Storyline: Little by little, the leaders of the
government of Persia, then the most powerful nation on earth, try to absorb
the reality of their force's defeat at the hands of a tiny city-state,
Athens. The first word arrives as a soldier from the army stumbles home with
an incomplete but devastating view of events. By the time their defeated
king arrives, they know of the extent of the disaster and have had time to
assess its consequences.
This new new translation and adaptation by Ellen
McLaughlin uses some of the conventions of modern theater to make it easier
for today's audiences to feel comfortable with this two and a half
millennium old play. The most notable change is in the use of the chorus. In
classic Greek drama, the chorus was a group of actors chanting explanations
and observations on the fate of the mortals involved in the action. Here,
instead, the chorus has been split up into individuals. They are all
"counselors" and seem to constitute something akin to the Persian cabinet -
Interior, State, Religion, etc. Their observations and explanations become
the interjections of a political body under extreme pressure rather than a
theatrical device. Company regulars such as Floyd King, David Emerson Toney
and David Sabin each establish a specific persona as Treasury, Army and
Navy.
The principal roles are in the always capable hands of
Helen Carey, who is very good as the dumfounded Queen of Persia attempting
to absorb the idea that her son, King Xerxes, could have lost his country
its power and wealth, and Ted van Griethuysen as the ghost of the former
King, Darius, father of Xerxes, astounded at the actions of his son. Both
give the kind of impressive performances that should set up the final
appearance of their son for maximum effect. Unfortunately, Erin Gann's
Xerxes gets the surface suffering right but misses some of the depth of pain
that was the focus of Aeschylus' play. That focus was and remains
astonishing, given that Aeschylus himself was a soldier in the victorious
army which utterly destroyed everything Xerxes treasured. The amazing thing
about the play is the humanity and understanding underlying Aeschylus'
script which portrayed the agony of defeat of his opponents without stooping to
victorious gloating.
The show begins with a briefing for the audience in
the form of a multi media presentation using maps, satellite photographs and
artwork on a curved, Cinema-Scope-like screen. It places the events in
perspective. After all, the original audience would have been made up of
veterans of the war and their families who had stayed behind in the
homeland. They would be as familiar with the history being portrayed as
would an American audience today for a play about the war in Iraq. The
curved screen is raised to reveal a desert of bloody sand behind the
circular playing space.
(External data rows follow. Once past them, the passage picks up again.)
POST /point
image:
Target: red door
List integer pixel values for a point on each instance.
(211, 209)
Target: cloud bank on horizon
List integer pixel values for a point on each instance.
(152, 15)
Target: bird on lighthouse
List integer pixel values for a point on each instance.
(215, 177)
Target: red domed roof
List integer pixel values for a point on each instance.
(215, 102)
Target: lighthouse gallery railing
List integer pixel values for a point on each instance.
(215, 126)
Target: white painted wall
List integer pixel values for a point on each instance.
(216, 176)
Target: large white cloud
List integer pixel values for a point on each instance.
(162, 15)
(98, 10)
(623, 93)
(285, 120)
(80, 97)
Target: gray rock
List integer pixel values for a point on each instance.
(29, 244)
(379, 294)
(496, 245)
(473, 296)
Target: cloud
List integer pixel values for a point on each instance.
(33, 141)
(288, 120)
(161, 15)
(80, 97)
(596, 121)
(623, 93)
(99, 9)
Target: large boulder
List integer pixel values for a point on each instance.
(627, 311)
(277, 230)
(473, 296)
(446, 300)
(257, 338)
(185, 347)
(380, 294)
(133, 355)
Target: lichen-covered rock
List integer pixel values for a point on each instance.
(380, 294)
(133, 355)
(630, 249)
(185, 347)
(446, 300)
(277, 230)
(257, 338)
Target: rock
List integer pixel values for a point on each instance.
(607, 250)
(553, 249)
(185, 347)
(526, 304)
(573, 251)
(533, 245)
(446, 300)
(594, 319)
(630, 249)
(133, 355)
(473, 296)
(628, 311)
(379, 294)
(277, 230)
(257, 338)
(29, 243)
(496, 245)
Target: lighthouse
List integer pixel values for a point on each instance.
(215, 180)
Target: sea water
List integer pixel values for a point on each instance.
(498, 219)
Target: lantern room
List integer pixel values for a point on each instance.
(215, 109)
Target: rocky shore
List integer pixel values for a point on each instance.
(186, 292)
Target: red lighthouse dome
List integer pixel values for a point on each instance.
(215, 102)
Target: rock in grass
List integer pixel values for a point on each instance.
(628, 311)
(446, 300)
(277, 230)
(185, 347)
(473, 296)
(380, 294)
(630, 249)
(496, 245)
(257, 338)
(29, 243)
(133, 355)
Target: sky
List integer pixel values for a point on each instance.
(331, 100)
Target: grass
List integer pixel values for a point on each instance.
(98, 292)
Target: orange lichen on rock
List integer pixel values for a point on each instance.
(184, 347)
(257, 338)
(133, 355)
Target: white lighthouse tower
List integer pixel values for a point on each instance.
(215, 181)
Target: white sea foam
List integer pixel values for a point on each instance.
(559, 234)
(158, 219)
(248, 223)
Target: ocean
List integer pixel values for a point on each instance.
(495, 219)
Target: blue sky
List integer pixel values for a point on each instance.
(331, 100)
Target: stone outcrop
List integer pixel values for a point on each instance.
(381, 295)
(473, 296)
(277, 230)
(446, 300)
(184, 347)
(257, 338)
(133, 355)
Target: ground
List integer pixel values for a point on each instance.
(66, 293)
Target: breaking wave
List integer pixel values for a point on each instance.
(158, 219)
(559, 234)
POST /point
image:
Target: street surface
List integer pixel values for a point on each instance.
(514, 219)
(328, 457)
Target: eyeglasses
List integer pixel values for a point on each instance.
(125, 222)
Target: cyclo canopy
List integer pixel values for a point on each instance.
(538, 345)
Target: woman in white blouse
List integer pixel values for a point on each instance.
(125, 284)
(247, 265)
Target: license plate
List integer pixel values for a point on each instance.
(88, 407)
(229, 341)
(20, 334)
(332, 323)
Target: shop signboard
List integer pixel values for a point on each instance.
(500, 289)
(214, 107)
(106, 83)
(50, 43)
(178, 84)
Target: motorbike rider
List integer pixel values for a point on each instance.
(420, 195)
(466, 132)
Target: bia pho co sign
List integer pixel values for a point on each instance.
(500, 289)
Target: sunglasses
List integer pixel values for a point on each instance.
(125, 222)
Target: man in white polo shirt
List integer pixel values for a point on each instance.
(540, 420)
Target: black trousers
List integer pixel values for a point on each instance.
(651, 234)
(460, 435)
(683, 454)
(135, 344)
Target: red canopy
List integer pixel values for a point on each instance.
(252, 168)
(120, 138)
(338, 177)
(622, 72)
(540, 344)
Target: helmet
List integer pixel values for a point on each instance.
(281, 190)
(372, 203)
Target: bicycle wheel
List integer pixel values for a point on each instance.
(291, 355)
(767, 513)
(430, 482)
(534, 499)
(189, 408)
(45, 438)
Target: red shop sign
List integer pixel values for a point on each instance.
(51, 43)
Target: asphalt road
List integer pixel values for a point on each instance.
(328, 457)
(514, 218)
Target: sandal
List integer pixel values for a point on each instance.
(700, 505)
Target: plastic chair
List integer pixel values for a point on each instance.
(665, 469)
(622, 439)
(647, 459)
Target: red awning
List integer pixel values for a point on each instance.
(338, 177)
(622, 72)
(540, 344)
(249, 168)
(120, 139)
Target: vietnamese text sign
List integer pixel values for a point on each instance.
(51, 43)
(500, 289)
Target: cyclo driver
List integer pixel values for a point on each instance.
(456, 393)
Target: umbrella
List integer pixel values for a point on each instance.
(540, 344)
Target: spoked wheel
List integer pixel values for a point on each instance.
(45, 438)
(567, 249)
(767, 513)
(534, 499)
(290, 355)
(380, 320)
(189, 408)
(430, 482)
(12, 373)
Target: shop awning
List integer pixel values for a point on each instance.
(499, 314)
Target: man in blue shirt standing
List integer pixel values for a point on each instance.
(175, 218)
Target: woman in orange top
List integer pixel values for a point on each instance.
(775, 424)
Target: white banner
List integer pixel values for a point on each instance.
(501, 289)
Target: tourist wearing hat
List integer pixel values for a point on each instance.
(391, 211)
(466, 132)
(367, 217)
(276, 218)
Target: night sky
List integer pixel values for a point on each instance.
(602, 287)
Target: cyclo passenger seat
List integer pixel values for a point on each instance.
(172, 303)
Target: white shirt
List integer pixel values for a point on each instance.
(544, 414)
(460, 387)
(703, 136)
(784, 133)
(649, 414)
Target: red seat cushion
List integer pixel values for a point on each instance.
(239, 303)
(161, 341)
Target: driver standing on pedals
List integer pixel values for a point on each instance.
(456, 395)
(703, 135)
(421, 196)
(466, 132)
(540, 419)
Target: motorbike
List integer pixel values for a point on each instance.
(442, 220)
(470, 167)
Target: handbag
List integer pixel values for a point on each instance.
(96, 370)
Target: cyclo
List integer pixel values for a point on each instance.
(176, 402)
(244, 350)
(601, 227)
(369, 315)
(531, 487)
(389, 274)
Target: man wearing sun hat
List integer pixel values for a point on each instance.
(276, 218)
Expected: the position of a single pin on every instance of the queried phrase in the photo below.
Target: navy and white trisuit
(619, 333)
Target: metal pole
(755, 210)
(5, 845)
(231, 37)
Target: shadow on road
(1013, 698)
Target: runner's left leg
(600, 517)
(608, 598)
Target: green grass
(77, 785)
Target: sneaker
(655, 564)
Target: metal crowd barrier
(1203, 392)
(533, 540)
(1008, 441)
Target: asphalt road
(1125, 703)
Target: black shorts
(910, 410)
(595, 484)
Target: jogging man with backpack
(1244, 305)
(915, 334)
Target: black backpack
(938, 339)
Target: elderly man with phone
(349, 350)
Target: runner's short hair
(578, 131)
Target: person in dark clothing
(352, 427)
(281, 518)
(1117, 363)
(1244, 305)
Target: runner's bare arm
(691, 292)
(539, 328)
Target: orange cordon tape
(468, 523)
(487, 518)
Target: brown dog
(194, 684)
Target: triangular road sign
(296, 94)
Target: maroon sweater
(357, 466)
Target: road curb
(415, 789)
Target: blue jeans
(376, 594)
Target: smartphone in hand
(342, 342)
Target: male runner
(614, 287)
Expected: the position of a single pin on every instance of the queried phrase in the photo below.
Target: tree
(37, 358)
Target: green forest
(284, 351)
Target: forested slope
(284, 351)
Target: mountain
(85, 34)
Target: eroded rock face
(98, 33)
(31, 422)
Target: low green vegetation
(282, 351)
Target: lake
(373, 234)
The connection to today's world is emphasized by the
chorus entering in modern street clothes and donning robes. Xerxes, when he
arrives in pained defeat, is wearing contemporary camouflage fatigues. The
costuming is not devoid of splendor, however. Carey makes her entrance as
the Queen of Persia in a spectacular golden gown and crown befitting the
wealth of the pre-defeat Persia, and van Griethuysen appears in a subdued
leather and mesh costume of timeless tone. The stage is flanked by two
percussionists providing the rhythmic pulse of the performance. During the
performance a cellist joins the ensemble to add a mournful touch.
Written by Aeschylus. Adapted by Ellen McLaughlin.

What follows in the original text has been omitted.